The referee lets the penalty be retaken
After a cross from Ben Chilwell, the ball bounced off Wolf’s slightly spread arm, which Makkelie only punished with a penalty after the video assistant intervened. Havertz put the shot to the inside of the post, but was allowed to play again because some BVB players had moved into the penalty area too early. The referee did not take into account the fact that Chelsea pro Chilwell ran into the penalty area earlier. This prompted Emre Can in particular to speak out clearly: “In the end we lost undeservedly, also because of the referee. We play here at Stamford Bridge, maybe he’s afraid of the fans, but then UEFA should send another referee. It’s extremely painful that we’re eliminated because of a referee.”
TV expert and BVB consultant Matthias Sammer expressed his displeasure on Amazon Prime Video in a similarly clear manner: “The penalty and the repetition.

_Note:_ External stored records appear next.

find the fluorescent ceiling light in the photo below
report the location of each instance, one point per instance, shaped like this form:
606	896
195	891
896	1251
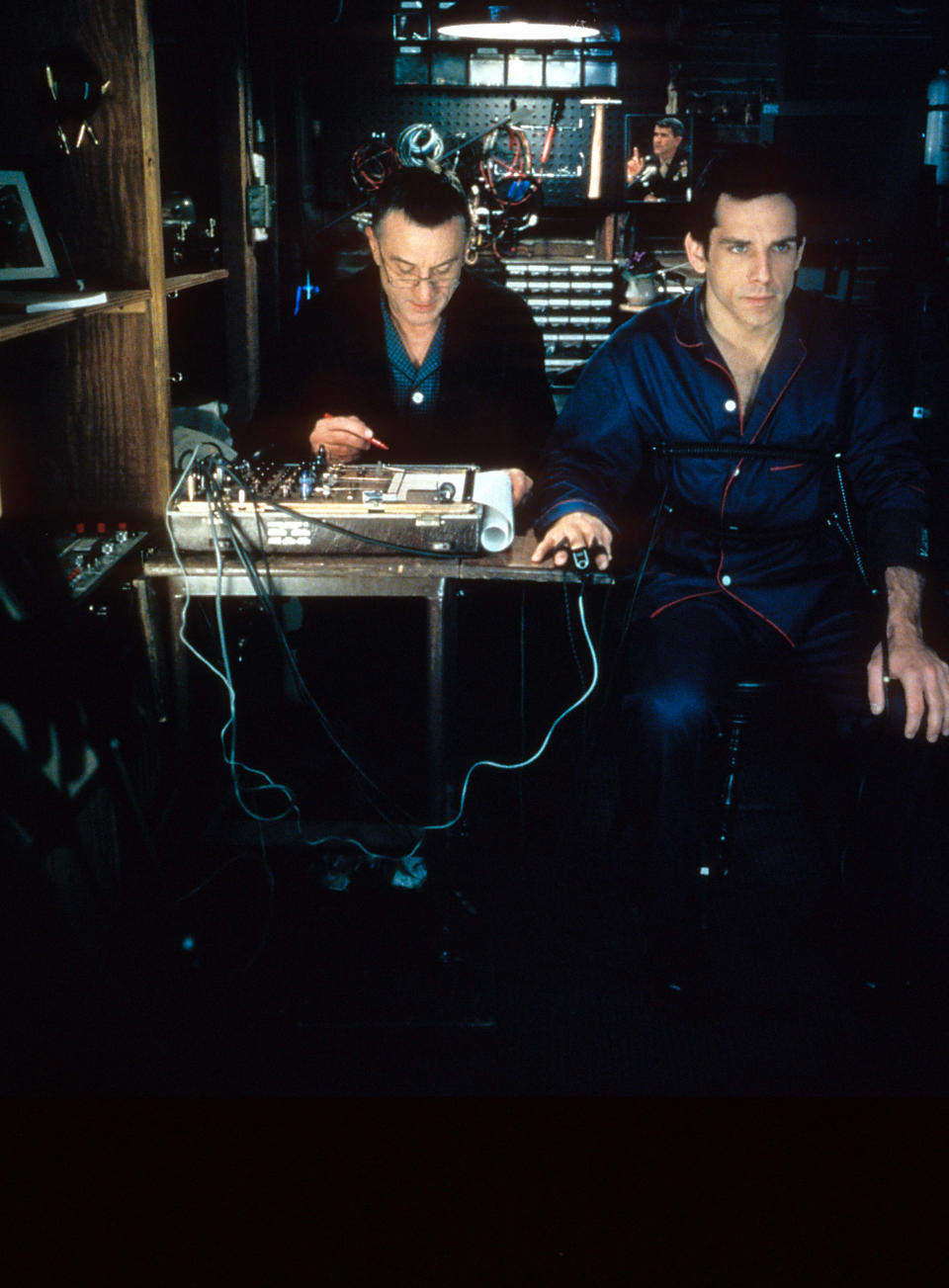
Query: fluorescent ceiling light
519	21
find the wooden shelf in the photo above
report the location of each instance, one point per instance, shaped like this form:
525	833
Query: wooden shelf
13	325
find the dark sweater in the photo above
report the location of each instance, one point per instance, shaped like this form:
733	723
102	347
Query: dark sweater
493	407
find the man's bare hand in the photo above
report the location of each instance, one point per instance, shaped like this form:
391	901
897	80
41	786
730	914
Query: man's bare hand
924	679
575	531
522	484
634	165
343	437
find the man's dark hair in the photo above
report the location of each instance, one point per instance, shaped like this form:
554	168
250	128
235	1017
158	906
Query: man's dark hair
745	173
428	198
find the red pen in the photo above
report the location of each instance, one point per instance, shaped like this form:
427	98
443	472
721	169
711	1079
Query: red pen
374	441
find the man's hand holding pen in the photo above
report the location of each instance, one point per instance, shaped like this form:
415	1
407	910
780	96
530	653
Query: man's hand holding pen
345	438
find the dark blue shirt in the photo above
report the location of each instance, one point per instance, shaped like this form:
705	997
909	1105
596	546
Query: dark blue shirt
752	527
415	389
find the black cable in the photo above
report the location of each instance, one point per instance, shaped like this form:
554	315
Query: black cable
217	506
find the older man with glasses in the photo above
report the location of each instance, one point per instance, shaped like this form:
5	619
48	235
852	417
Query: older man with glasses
418	353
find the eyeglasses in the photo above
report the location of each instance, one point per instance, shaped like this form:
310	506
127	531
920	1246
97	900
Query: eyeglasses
439	279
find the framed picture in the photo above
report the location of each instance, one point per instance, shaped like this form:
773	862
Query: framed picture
25	253
658	160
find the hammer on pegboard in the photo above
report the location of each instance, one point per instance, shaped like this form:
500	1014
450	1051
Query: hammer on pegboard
598	143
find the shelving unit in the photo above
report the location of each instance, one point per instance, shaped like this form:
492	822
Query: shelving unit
84	393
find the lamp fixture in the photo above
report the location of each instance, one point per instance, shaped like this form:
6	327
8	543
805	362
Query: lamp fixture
526	21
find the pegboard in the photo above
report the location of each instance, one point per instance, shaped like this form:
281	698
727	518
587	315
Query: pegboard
464	116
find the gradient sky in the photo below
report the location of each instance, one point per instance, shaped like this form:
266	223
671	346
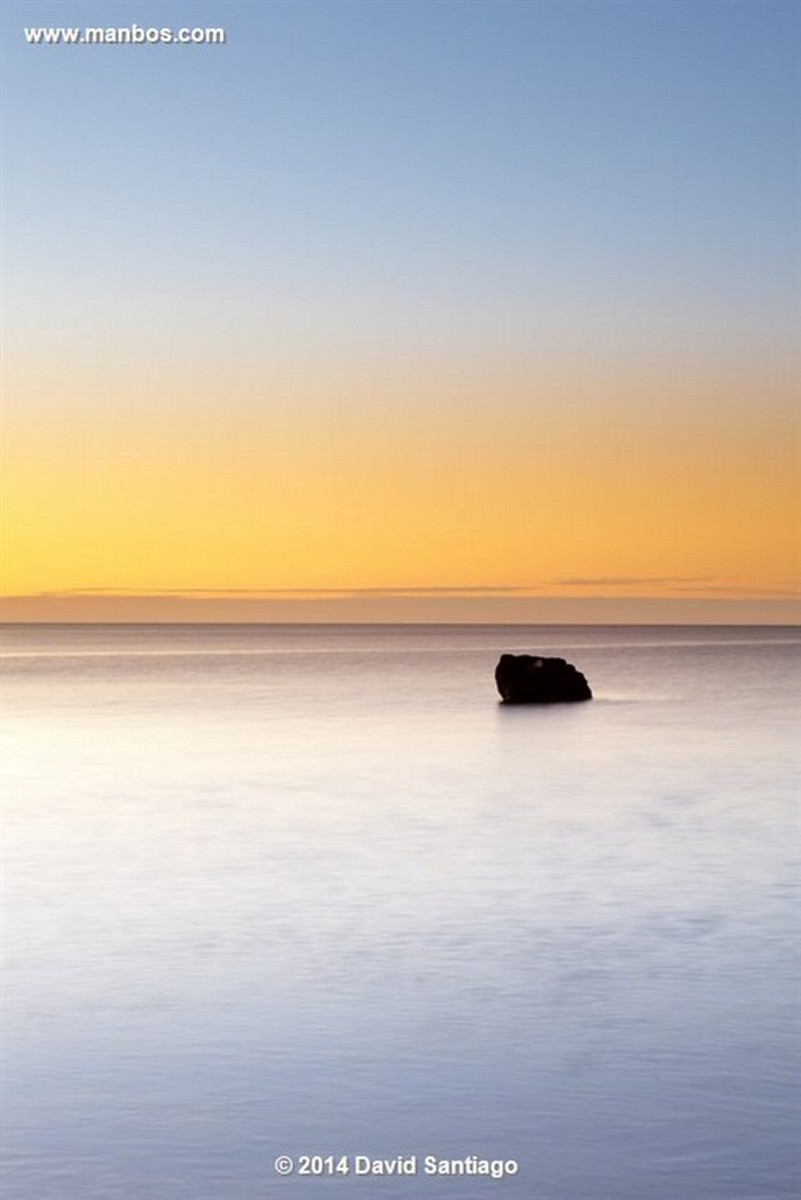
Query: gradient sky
404	311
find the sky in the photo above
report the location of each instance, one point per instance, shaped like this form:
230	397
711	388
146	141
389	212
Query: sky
389	310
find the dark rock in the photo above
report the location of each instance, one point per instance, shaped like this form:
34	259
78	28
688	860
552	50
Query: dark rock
530	679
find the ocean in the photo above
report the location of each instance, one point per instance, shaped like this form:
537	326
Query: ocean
311	900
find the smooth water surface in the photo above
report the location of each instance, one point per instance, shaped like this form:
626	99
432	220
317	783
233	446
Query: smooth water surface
301	889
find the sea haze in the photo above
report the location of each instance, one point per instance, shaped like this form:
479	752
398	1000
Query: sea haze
302	889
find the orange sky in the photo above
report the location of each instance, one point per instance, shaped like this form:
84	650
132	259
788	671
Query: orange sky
308	343
543	481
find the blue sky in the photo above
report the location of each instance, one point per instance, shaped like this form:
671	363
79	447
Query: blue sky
342	280
362	163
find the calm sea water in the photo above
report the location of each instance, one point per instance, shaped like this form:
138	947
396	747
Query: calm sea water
313	891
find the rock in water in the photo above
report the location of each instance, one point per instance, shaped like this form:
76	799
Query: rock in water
530	679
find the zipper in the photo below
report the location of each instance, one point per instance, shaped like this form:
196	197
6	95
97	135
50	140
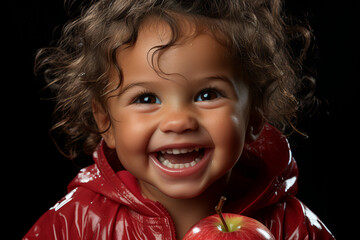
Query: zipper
169	218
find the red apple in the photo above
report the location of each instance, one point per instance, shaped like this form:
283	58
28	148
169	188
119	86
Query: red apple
228	226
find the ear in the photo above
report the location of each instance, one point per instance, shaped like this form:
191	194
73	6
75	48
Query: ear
255	125
103	122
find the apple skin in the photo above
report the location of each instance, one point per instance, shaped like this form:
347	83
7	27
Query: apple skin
240	227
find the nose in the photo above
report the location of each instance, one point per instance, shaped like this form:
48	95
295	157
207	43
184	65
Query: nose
179	122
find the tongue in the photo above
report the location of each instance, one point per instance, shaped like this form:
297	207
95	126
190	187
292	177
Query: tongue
182	158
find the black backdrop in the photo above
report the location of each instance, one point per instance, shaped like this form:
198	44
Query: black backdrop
35	175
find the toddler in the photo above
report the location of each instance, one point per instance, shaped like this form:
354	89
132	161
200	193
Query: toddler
179	102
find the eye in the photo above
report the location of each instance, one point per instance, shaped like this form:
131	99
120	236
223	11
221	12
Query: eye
208	95
147	98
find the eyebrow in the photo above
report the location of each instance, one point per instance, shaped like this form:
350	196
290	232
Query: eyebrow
208	78
132	85
223	78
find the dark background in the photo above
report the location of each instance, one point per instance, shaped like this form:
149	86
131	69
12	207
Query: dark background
35	175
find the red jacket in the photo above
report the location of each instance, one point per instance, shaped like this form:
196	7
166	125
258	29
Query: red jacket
104	200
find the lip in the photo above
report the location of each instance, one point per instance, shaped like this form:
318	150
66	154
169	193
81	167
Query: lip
182	172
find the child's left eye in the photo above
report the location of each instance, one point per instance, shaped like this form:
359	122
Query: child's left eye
208	95
147	98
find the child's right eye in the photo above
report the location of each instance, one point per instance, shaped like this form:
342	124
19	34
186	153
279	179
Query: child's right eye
147	98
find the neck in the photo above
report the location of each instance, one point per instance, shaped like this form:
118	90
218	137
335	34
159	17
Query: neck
186	212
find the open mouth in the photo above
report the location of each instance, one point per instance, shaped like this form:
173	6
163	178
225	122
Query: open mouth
180	157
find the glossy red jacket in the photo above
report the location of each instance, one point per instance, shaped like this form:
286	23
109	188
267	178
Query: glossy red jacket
104	200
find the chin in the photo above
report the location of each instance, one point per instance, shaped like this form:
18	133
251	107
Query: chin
183	191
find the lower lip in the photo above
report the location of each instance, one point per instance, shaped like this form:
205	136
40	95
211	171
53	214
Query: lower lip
183	172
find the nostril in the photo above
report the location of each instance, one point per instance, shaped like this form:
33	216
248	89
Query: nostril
179	123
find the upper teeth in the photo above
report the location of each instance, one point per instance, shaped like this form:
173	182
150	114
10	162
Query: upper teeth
176	151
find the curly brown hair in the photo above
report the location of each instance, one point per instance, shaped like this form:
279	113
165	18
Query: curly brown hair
78	66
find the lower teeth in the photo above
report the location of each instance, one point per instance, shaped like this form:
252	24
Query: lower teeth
168	164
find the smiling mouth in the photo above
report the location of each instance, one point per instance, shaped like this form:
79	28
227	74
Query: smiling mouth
180	158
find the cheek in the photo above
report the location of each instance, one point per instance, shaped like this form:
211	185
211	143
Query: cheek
131	136
228	133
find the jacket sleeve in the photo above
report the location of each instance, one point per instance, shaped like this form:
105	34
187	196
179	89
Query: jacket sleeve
292	220
57	222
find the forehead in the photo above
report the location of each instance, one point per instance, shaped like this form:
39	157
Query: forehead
193	53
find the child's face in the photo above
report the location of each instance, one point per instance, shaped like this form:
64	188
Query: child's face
178	135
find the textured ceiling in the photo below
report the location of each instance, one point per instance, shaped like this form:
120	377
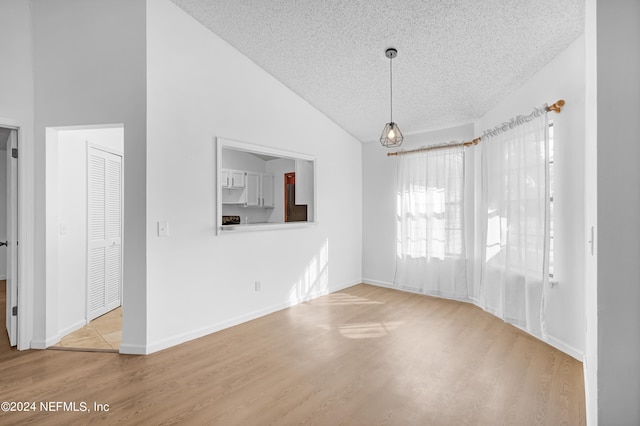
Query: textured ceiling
456	59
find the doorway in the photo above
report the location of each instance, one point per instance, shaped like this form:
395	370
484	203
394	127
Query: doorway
292	212
9	227
84	235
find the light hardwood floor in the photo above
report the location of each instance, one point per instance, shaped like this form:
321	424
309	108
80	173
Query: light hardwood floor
361	356
101	334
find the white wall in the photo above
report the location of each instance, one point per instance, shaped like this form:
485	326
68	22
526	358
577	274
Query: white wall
618	204
562	78
199	88
16	109
90	68
379	201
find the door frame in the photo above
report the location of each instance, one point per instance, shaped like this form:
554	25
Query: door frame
25	232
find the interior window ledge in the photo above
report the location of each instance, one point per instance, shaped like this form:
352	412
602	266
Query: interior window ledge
252	227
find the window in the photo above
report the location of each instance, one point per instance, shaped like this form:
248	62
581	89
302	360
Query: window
251	188
430	203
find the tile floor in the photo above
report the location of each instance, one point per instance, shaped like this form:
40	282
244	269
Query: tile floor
103	333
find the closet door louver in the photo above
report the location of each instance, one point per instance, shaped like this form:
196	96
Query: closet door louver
105	228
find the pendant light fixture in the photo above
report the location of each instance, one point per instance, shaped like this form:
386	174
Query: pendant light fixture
391	135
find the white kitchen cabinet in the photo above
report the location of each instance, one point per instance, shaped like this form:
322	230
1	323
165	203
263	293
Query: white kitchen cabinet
234	179
266	190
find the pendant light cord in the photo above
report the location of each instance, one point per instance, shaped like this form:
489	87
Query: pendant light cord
391	87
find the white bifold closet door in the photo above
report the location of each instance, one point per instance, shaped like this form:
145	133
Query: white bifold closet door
104	233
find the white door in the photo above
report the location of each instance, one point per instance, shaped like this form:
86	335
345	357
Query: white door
12	237
104	232
253	185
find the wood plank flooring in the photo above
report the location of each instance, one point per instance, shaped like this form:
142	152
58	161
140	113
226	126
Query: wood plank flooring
361	356
101	334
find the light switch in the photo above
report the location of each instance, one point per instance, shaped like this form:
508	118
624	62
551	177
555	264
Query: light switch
163	229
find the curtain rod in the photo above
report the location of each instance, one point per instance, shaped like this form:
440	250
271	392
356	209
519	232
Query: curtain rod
556	107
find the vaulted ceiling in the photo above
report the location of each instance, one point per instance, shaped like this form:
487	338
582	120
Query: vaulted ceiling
456	58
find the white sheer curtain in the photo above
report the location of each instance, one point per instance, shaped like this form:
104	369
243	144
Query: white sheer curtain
516	228
431	256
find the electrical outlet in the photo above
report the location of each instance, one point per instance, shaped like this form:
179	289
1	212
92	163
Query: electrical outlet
163	229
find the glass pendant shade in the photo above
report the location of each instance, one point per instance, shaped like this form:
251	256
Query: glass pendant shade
391	135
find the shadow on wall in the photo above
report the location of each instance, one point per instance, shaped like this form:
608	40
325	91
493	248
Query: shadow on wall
314	280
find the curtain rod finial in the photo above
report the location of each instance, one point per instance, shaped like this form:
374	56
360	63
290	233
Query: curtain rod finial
557	107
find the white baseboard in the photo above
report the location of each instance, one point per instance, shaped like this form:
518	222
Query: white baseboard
73	327
378	283
195	334
563	347
133	349
44	344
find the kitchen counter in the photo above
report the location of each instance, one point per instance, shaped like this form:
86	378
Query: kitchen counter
251	227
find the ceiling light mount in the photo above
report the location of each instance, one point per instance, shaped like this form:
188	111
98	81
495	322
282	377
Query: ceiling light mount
391	135
391	53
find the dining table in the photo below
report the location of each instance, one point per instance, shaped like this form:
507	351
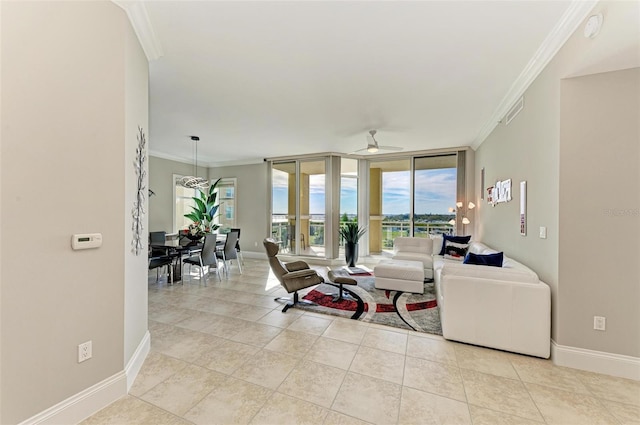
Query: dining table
177	249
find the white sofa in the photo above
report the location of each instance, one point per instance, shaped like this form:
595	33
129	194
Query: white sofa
506	307
415	249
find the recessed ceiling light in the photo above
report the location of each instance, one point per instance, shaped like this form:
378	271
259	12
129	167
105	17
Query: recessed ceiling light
593	25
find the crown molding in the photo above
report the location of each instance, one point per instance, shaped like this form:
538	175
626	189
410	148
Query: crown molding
139	18
566	26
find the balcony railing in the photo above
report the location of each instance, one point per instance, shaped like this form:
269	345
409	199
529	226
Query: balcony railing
282	231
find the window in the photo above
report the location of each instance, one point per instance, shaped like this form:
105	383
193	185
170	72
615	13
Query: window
227	196
183	204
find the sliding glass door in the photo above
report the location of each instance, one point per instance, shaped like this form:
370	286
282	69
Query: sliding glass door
434	194
298	206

It’s a solid scandal. I don’t need a rule guardian either. Makkelie is a very, very arrogant person.” , complained the former Dortmund professional.
The fact that Makkelie acted according to the rules, at least in his decision to have the penalty taken again, was lost in the general excitement. In general, the criticism of the Dutchman was only partially suitable for explaining the knockout, which was annoying for Dortmund. Finally, BVB – unlike in the successful weeks before with ten competitive wins in a row – offered a despondent performance, especially on the offensive. Raheem Sterling (44′) equalized Dortmund’s 1-0 lead from the first leg with his goal shortly before the break. “We were just too passive in the first half. We lacked penetrating power in the first third. If we’re honest with ourselves, we can be happy with the 0-1 break,” confessed central defender Nico Schlotterbeck and brought the dilemma to the table Point: “More would have been possible.”